Les espoirs déçus des anciens combattants

Dans une lettre du 3 juin 1942 adressée au chef de la Sipo-SD, Amélie Alméras, fait une demande d'exemption de l'étoile jaune qu'elle justifie par le fait que trois de ses frères ont participé à la Première Guerre Mondiale aux côtés des français et qu'un autre frère est actuellement prisonnier de guerre en Allemagne. En guise de réponse, Theodor Dannecker ordonne dans une note manuscrite de ne pas accorder d'exemption à Mme Alméras. (CDJC-XLIXa-51a)


Les anciens combattants Juifs n'échappent donc pas à l'étoile jaune. 

Nombre d'entre eux, qui vénèrent le maréchal Pétain, lui adressent directement des courriers :


Le 18 août 1942Armand Abraham Reis, né le 13 mars 1879 à Mutzig (Bas-Rhin) fait appel à la "bienveillance" du maréchal :


Monsieur le Maréchal,

J'ai l'honneur de solliciter votre haute bienveillance sur l'attention de mon cas particulier.

Comme Juif, je suis interné dans le camp de La Lande, par Monts (Indre-et-Loire), pour avoir voulu franchir la ligne de démarcation, sans être porteur de l'insigne, et sans autorisation de déplacement ; je mérite en effet une peine disciplinaire pour infraction à l'ordonnance allemande en vigueur ".

En raison de mes états de service et de ceux de ma famille, je me permets, M. le Maréchal d'intervenir auprès des autorités allemandes, d'adoucir ou d'écourter ma peine ".

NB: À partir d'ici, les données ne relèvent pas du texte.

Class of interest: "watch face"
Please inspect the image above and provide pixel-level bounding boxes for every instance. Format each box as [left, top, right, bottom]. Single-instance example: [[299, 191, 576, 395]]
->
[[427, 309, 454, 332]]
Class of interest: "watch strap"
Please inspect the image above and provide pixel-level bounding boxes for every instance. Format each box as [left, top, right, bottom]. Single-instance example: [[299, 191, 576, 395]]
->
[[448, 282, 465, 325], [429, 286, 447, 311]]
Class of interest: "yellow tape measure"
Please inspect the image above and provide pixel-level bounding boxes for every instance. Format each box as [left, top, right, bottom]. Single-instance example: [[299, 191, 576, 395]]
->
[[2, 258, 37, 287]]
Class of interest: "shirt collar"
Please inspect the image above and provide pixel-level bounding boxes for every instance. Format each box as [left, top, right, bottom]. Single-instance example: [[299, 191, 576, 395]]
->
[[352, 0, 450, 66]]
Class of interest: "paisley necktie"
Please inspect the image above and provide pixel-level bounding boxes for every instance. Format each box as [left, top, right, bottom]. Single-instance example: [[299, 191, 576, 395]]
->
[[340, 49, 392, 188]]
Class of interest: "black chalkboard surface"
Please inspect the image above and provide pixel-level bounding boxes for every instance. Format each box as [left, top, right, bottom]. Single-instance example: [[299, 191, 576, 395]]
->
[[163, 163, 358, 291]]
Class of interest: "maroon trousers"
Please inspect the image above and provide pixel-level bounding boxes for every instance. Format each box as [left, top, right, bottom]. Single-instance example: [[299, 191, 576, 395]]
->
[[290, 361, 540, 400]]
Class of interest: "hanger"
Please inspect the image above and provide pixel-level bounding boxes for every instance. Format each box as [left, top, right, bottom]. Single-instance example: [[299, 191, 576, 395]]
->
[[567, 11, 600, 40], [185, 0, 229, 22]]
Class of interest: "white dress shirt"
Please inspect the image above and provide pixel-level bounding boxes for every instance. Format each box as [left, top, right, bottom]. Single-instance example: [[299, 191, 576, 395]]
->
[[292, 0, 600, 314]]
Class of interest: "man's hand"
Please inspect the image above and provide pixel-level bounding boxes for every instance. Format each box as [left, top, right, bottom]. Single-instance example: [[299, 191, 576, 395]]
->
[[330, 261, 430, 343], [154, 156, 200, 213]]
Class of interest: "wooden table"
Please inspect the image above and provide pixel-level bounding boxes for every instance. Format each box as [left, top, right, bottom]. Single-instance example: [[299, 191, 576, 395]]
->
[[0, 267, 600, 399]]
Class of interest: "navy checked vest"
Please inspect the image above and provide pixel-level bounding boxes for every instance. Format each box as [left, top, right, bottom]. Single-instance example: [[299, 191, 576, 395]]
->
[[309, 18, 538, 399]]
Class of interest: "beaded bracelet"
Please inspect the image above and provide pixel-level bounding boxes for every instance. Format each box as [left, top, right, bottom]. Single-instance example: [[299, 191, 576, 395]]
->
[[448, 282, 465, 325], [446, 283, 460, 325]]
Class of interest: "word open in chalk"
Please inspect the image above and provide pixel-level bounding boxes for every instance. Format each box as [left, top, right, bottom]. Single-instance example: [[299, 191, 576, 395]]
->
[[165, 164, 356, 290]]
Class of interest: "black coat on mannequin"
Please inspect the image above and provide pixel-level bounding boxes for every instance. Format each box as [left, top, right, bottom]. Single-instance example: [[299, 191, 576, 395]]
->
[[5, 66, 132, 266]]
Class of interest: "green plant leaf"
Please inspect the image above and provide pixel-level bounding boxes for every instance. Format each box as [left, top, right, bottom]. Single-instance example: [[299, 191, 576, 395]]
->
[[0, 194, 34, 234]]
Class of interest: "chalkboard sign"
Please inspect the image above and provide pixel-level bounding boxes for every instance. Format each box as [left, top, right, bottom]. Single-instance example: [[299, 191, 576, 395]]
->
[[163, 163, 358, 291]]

Il invoque ses états de service au 152e régiment d'infanterie et rappelle qu'il a " eu le très grand honneur " de servir en qualité de chauffeur dans l'état-major particulier du maréchal pendant plus de deux ans, au groupe d'Armée du Centre et du Grand Quartier général, puis comme attaché, et conducteur personnel du général Fayolle, jusqu'à sa démobilisation en février 1919.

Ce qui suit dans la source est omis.